Ils soutiennent que :
- l’Office français de l’immigration et de l’intégration n’a pas exécuté les termes de l’ordonnance du 4 décembre 2019: ils se trouvent dans une situation de grande détresse sociale et économique.
N° 2000454 2
Vu les autres pièces du dossier.
Vu:
- le code de l’entrée et du séjour des étrangers et du droit d’asile, la loi n° 91-647 du 10 juillet 1991 relative à l’aide juridique,
+le code de justice administrative.
Vu la décision par laquelle la présidente du tribunal a désigné M. Pascal pour statuer sur les demandes de référés.
Les parties ont été régulièrement averties du jour de l’audience.
Au cours de l’audience publique du 30 janvier 2020 à 11 heures, M. Pascal a lu son rapport et entendu Me Hanan Hmad, pour M. AB et Mme AC, laquelle maintient sa demande de liquidation de l’astreinte.
La clôture de l’instruction a été prononcée à l’issue de l’audience.
Considérant ce qui suit :
Sur l’admission provisoire à l’aide juridictionnelle :
1. Aux termes de l’article 11 de la loi du 10 juillet 1991 susvisée :
< L’aide juridictionnelle s’applique de plein droit aux procédures, actes ou mesures d’exécution des décisions de justice obtenues avec son bénéfice, à moins que l’exécution ne soit suspendue plus d’une année pour une cause autre que l’exercice d’une voie de recours ou d’une décision de sursis à exécution. / Ces procédures, actes ou mesures s’entendent de ceux qui sont la conséquence de la décision de justice (…) ».
2. M. AB et Mme AC ont déposé une demande d’aide juridictionnelle pour la procédure ayant donné lieu à l’ordonnance du 31 octobre 2019 et obtenu le bénéfice de
l’aide juridictionnelle provisoire. L’aide juridictionnelle ainsi accordée à titre provisoire s’applique de plein droit à la procédure engagée par les intéressés en vue d’obtenir l’exécution de cette ordonnance. Par suite, les conclusions présentées par les requérants tendant à ce que leur soit accordée l’aide juridictionnelle provisoire dans le cadre de la présente instance sont sans objet et ne peuvent qu’être rejetées.
N° 2000454
Sur la liquidation de l’astreinte :
3. Aux termes de l’article L. 911-6 du code de justice administrative, « L’astreinte est provisoire ou définitive. Elle doit être considérée comme provisoire à moins que la juridiction n’ait précisé son caractère définitif ». Aux termes de l’article L. 911-7 de ce code, « En cas
d’inexécution totale ou partielle ou d’exécution tardive, la juridiction procède à la liquidation de l’astreinte qu’elle avait prononcée. Sauf s’il est établi que l’inexécution de la décision provient d’un cas fortuit ou de force majeure, la juridiction ne peut modifier le taux de l’astreinte définitive lors de sa liquidation. Elle peut modérer ou supprimer l’astreinte provisoire, même en cas d’inexécution constatée ».

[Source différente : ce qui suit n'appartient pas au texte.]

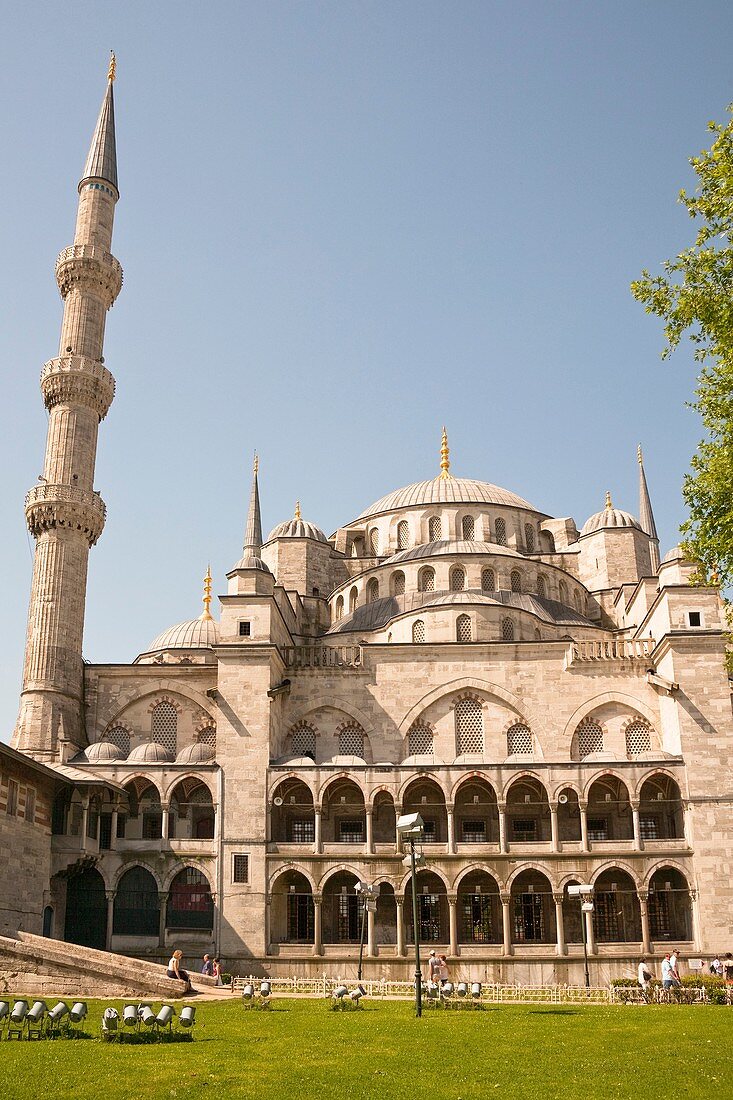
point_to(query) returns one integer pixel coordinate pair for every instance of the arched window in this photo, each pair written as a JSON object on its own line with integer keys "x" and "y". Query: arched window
{"x": 638, "y": 737}
{"x": 463, "y": 628}
{"x": 590, "y": 738}
{"x": 457, "y": 579}
{"x": 419, "y": 739}
{"x": 426, "y": 579}
{"x": 488, "y": 580}
{"x": 468, "y": 528}
{"x": 469, "y": 726}
{"x": 500, "y": 532}
{"x": 164, "y": 725}
{"x": 518, "y": 740}
{"x": 119, "y": 736}
{"x": 351, "y": 740}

4. Par ailleurs, l’article D. 744-31 du code de l’entrée et du séjour des étrangers et du droit d’asile prévoit que : « le montant de l’allocation pour demandeur d’asile à verser mensuellement à chaque allocataire est arrêté par l’Office français de l’immigration et de
l’intégration ». Aux termes de l’article D. 744-33 du même code : « L’office transmet à
l’Agence de services et de paiement, par voie dématérialisée, les données mentionnées à l’article D. 744-41, sans les éléments détaillés de la liquidation. Cette transmission sécurisée et non signée électroniquement vaut décision d’attribution, ordre de payer, et constitue l’état liquidatif de l’allocation. La sécurisation de la transmission de données au moyen d’une habilitation nominative et d’un mot de passe, avec piste d’audit, est garantie et vérifiée par l’agent comptable de l’Office français de l’immigration et de l’intégration qui transmet les résultats des contrôles à l’agent comptable de l’Agence de services et de paiement. L’allocation pour demandeur d’asile est versée mensuellement sur la base de cette transmission, à terme échu, par alimentation d’une carte de retrait ou de paiement (…)».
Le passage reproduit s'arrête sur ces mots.